Le début d’un mouvement de fond

Pour Boris Pétric, anthropologue, le vin est un produit qui révèle les antagonismes, les oppositions au sein de la société française, les modes de consommation soulignant les appartenances sociales. “ Ainsi, les vins naturels suscitent une remise en cause des formes d’autorité classiques au sein de la production. Ne plus être en AOC, comme c’est souvent le cas pour ces vins, c’est une forme de constestation de l’autorité politique. Les producteurs de vins naturels sont souvent des néovignerons qui ont une passion approfondie pour le vin et réfléchissent aux dérives de l’agroalimentaire depuis les années 1950, qui ont laissé circuler l’idée que l’Homme pouvait maîtriser la nature.

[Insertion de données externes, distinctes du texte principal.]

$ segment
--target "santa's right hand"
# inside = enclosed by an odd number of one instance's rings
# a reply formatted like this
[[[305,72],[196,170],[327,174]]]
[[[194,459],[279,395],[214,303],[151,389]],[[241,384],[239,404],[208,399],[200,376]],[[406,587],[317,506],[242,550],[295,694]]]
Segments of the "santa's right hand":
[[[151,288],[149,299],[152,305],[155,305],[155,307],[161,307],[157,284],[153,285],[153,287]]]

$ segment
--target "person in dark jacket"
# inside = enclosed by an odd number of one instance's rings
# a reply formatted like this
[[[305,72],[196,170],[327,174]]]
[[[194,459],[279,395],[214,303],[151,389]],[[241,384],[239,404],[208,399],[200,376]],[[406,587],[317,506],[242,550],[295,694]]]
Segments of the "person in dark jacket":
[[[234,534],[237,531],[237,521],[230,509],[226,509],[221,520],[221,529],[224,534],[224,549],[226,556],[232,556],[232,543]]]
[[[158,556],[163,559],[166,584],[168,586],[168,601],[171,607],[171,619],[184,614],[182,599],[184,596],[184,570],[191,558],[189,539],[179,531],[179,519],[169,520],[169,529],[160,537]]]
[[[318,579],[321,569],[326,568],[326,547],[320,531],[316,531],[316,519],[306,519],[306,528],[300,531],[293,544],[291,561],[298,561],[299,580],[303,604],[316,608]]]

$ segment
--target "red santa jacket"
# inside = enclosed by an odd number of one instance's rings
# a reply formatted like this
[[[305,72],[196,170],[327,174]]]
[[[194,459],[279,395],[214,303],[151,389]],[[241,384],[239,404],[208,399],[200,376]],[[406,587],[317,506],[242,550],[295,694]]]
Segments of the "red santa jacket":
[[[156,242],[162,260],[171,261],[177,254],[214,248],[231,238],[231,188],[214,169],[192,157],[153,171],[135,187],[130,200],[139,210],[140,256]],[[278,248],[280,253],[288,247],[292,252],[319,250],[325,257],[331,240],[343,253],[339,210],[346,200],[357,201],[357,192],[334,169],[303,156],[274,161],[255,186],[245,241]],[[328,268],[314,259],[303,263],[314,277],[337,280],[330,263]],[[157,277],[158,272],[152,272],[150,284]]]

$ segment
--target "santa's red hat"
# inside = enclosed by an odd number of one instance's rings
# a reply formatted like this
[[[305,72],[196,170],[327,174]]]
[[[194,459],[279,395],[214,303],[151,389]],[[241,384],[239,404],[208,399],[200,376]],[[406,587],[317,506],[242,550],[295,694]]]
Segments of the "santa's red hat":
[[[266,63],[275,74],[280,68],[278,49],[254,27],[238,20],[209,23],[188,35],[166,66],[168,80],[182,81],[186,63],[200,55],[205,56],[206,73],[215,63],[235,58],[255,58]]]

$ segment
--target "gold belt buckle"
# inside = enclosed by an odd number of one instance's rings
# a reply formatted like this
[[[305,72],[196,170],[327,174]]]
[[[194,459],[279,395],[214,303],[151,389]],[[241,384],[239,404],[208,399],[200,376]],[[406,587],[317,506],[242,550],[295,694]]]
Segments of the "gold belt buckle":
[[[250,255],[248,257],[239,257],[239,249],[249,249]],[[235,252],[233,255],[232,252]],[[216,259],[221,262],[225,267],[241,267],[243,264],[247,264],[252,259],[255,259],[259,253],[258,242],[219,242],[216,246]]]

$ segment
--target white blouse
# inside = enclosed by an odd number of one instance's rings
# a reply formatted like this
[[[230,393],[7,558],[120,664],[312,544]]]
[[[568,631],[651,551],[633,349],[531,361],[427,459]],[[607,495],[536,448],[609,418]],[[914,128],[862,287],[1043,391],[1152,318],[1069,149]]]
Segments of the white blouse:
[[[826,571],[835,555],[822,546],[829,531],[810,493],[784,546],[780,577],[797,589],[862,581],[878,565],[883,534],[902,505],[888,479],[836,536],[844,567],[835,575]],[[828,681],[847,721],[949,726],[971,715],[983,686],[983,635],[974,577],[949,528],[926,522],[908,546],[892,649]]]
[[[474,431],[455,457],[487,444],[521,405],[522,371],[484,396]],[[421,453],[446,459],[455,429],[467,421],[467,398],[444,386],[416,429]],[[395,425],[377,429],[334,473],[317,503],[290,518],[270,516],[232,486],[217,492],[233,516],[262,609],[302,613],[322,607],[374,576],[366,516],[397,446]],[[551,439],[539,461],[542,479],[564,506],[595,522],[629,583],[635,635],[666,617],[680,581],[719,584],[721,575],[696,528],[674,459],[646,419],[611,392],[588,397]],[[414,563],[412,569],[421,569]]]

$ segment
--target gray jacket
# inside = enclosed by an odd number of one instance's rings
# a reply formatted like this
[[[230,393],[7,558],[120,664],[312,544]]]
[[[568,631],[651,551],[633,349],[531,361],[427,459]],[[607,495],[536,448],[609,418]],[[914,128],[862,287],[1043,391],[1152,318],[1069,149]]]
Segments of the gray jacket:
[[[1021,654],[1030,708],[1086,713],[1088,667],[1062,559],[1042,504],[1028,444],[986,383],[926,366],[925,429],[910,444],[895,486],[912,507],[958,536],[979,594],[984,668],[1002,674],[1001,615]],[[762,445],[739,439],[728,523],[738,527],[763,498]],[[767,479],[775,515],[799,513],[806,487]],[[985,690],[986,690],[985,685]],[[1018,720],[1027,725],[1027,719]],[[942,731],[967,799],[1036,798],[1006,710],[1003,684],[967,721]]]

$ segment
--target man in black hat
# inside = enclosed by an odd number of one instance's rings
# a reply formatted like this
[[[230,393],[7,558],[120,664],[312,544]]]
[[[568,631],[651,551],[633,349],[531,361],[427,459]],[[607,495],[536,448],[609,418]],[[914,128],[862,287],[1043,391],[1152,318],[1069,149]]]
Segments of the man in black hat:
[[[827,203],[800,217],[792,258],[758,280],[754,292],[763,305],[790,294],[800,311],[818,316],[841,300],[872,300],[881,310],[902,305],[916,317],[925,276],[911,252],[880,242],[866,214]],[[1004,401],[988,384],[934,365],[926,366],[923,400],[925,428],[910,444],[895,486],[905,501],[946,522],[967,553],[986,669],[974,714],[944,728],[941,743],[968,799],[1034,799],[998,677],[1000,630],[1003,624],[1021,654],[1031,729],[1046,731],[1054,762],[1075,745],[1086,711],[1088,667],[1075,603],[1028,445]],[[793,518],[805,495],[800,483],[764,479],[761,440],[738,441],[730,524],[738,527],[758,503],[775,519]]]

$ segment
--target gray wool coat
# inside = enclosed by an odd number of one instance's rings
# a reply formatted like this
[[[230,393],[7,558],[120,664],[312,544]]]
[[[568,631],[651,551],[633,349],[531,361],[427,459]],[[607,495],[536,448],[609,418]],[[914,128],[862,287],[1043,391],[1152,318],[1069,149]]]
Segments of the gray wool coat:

Tandis que le rejet des vins naturels qu’expriment certains n’est que l’affirmation de l’appartenance à un monde particulier, conservateur, qui est très présent dans le vin. Les producteurs de vins naturels font des expérimentations et c’est en cela qu’ils sont en phase avec l’évolution de la société. Ce sont des aventuriers. Leur passion les conduit à mener une réflexion sur leur rapport à la nature, sur les rapports entre les hommes, les hommes et la nature et à la mondialisation. Et être dans des pratiques concrètes est pour eux une forme d’engagement politique. D’autant plus qu’ils bénéficient souvent d’un niveau socio-éducatif élevé et qu’ils s’adressent à des consommateurs de la classe moyenne supérieure. Je pense qu’on est au début d’un mouvement de fond. Les néovignerons sont en train de s’organiser collectivement. On est sans doute au début d’une réorganisation dans le vignoble. Et à l’aube de nouveaux clivages. ”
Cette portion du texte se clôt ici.